Boyd Matheson: Pleasant distractions prevent crucial conversations

Kristin Murphy, Deseret News

Whether the issue is homelessness, race relations, the opioid epidemic, a struggling neighbor, personal debt or failing family relationships — convenient, even pleasant, distractions cannot and must not become the substitute for crucial conversations.

For the past year I have regularly (and maybe even annoyingly) said that as communities and as a country we must get comfortable having uncomfortable conversations. My immediate audience for this sentiment, and for most of my writing and commentary for that matter, is myself. Over the years I have often been uncomfortable with uncomfortable conversations — which prevented real progress in many areas of my life.

It is so easy to avoid or ignore what author and philanthropist Joseph Grenny defined as the crucial conversations.
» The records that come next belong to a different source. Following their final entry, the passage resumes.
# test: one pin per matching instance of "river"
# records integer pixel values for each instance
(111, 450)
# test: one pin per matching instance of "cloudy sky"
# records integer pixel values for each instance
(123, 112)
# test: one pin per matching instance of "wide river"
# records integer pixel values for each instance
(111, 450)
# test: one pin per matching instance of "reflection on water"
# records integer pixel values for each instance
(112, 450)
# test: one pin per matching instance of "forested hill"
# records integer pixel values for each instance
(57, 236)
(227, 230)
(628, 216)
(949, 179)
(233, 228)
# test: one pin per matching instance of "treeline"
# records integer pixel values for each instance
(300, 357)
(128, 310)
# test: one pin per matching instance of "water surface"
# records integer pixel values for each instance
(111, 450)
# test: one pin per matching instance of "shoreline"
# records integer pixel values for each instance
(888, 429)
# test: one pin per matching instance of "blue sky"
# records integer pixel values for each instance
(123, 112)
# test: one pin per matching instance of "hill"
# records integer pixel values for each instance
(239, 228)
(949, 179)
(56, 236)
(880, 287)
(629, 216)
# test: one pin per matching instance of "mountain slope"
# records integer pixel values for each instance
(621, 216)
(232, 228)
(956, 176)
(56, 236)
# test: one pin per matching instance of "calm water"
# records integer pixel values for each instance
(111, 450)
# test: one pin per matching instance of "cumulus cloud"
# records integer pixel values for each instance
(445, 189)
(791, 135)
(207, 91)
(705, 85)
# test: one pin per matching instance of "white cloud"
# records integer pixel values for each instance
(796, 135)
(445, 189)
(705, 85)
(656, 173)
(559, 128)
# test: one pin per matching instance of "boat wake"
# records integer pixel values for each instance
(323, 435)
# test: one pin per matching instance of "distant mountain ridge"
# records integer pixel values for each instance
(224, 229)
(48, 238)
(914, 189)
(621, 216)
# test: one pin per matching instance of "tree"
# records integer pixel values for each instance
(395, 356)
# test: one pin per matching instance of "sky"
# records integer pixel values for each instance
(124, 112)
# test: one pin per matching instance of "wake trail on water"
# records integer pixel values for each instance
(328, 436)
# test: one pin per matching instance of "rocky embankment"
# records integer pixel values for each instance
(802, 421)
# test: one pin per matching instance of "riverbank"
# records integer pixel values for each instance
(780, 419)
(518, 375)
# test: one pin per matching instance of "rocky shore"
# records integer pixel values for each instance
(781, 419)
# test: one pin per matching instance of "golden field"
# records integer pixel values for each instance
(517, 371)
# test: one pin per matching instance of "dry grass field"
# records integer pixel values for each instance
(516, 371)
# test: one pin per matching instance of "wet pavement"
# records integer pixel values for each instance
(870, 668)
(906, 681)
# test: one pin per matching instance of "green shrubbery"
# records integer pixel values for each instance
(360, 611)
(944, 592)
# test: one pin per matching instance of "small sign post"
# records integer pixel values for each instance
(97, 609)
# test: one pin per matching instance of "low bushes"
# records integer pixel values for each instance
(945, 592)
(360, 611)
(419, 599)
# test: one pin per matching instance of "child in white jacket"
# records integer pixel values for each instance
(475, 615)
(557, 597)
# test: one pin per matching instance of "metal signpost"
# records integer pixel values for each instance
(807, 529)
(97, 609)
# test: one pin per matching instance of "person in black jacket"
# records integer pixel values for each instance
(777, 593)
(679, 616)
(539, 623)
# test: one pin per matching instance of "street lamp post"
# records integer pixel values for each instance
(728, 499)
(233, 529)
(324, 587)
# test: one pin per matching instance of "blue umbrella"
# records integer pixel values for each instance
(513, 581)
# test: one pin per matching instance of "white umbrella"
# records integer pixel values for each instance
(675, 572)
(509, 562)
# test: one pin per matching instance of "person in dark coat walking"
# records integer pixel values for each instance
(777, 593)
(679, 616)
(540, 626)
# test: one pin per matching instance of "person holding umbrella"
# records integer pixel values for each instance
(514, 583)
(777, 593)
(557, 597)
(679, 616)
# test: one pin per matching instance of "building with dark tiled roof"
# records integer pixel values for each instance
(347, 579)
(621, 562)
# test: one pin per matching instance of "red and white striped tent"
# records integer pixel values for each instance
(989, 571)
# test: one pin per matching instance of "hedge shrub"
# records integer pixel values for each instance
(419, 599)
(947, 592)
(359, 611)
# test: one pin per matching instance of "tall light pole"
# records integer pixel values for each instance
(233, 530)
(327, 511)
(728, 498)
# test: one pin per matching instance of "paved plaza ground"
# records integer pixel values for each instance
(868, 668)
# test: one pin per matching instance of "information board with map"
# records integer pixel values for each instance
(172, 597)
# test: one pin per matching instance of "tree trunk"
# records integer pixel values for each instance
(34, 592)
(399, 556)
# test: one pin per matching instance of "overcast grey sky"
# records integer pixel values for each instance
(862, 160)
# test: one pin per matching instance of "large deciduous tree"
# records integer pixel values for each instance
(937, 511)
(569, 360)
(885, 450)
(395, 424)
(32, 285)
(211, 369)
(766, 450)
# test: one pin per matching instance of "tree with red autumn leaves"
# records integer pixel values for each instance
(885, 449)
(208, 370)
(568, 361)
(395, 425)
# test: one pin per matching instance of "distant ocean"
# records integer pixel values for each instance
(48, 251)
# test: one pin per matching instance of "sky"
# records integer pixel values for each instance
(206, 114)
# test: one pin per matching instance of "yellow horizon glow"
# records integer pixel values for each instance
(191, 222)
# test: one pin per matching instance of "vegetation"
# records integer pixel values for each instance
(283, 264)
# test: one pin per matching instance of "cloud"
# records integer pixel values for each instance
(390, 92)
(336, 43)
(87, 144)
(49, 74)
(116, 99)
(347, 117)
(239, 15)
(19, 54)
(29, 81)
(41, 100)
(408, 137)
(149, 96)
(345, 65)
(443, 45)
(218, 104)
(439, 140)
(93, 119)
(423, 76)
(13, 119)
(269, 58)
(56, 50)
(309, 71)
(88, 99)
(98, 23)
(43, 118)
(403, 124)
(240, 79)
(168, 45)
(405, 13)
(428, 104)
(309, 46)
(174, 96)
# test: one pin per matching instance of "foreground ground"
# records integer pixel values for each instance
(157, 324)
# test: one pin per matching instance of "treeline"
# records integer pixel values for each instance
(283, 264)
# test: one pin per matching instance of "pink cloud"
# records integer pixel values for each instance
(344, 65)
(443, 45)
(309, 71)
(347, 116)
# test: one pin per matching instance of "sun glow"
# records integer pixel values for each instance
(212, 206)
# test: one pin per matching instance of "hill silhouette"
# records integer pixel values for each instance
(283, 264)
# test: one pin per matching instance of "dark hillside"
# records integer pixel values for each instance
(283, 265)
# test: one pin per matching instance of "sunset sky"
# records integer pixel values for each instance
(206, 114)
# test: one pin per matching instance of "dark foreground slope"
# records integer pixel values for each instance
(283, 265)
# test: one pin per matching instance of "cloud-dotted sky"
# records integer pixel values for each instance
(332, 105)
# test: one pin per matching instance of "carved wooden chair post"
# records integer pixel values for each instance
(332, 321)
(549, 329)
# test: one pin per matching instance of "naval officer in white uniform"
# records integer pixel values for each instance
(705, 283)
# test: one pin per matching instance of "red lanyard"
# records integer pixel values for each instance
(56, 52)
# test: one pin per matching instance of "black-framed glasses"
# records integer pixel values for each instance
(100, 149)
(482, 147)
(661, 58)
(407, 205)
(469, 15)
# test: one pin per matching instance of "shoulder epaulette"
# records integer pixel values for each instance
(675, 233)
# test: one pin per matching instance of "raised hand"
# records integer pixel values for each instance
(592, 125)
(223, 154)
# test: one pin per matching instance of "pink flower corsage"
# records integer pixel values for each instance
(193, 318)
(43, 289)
Sometimes we even create convenient diversions to keep us busy and at a safe distance from deeper dialogue and more rigorous thinking. Whether the issue is homelessness, race relations, the opioid epidemic, a struggling neighbor, personal debt or failing family relationships — convenient, even pleasant, distractions cannot and must not become the substitute for crucial conversations.

Erwin Lutzer once described a quaint German town during World War II that had a picturesque little church that sat near the railroad tracks. It became the embodiment of pleasant distractions preventing crucial conversations.

Lutzer shared an eyewitness account from the town: “We heard stories of what was happening to the Jews, but we tried to distance ourselves from it, because we felt, what could anyone do to stop it?

“Each Sunday morning, we would hear the train whistle blowing in the distance, then the wheels coming over the tracks. We became disturbed when we heard cries coming from the train as it passed by. We realized that it was carrying Jews like cattle in the cars!